Similarly, a recent study published in Nature demonstrated a transformer’s use to generate novel molecules with the predicted ability to bind a target protein by relying only on its amino acid sequence.
DeepMind’s AlphaFold 2, which made huge waves a few months back, is also based on a similar attention mechanism used in transformers. This mechanism has replaced the convolutional neural network used in the case of AlphaFold 1.
DALL.E & CLIP
In January this year, OpenAI released a Transformer based text-to-image engine called DALL.E, which is essentially a visual idea generator. With the text prompt as an input, it generates images to match the prompt. It can also combine disparate ideas to synthesise objects that may not even exist in the real world. The DALL.E model can also perform image-to-image translation tasks based on prompts.

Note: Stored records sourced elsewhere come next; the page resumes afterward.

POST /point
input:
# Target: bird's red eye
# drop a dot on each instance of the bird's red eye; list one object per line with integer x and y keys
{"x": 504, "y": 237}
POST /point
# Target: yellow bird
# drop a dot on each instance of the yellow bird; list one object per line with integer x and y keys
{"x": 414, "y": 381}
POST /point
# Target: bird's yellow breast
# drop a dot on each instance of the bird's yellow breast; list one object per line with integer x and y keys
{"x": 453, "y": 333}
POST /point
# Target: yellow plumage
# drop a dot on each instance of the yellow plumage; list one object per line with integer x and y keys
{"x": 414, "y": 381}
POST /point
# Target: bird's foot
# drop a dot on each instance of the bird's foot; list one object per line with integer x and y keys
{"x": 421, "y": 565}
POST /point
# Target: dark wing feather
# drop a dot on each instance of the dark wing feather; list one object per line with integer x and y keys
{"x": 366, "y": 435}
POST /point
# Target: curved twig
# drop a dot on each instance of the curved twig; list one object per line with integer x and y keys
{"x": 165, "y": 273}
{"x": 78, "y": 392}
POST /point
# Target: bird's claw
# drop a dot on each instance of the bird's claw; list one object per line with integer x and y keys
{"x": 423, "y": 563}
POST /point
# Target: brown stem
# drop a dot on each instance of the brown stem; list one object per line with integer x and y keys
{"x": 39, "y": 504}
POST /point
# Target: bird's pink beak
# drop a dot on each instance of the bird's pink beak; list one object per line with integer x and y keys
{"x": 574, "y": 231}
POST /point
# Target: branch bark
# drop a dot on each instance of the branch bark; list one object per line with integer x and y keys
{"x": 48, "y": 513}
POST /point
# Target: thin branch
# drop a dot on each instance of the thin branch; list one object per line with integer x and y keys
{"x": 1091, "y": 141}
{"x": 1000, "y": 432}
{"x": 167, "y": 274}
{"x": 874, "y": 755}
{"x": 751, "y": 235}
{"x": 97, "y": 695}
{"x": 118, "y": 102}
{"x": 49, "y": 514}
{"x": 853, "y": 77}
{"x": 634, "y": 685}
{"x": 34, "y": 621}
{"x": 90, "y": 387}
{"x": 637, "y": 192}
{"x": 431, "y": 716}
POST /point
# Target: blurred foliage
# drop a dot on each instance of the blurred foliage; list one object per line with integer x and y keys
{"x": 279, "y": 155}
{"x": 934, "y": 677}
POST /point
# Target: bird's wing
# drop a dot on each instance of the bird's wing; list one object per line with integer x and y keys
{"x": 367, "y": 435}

Along with DALL.E, OpenAI also released CLIP, which relies on text-image pair datasets already available on the internet and performs a broader range of visual classification tasks without requiring additional training examples.
Wrapping up
Sequence related tasks were generally performed using RNN and CNN. However, such networks had certain limitations, including lack of parallelisation, which makes it challenging to train them. Transformers, based on attention mechanisms, have not only overcome these limitations but have also revolutionised the way we perform sequence tasks. Moreover, with better research and development, transformers’ applications can be extended beyond just NLP tasks.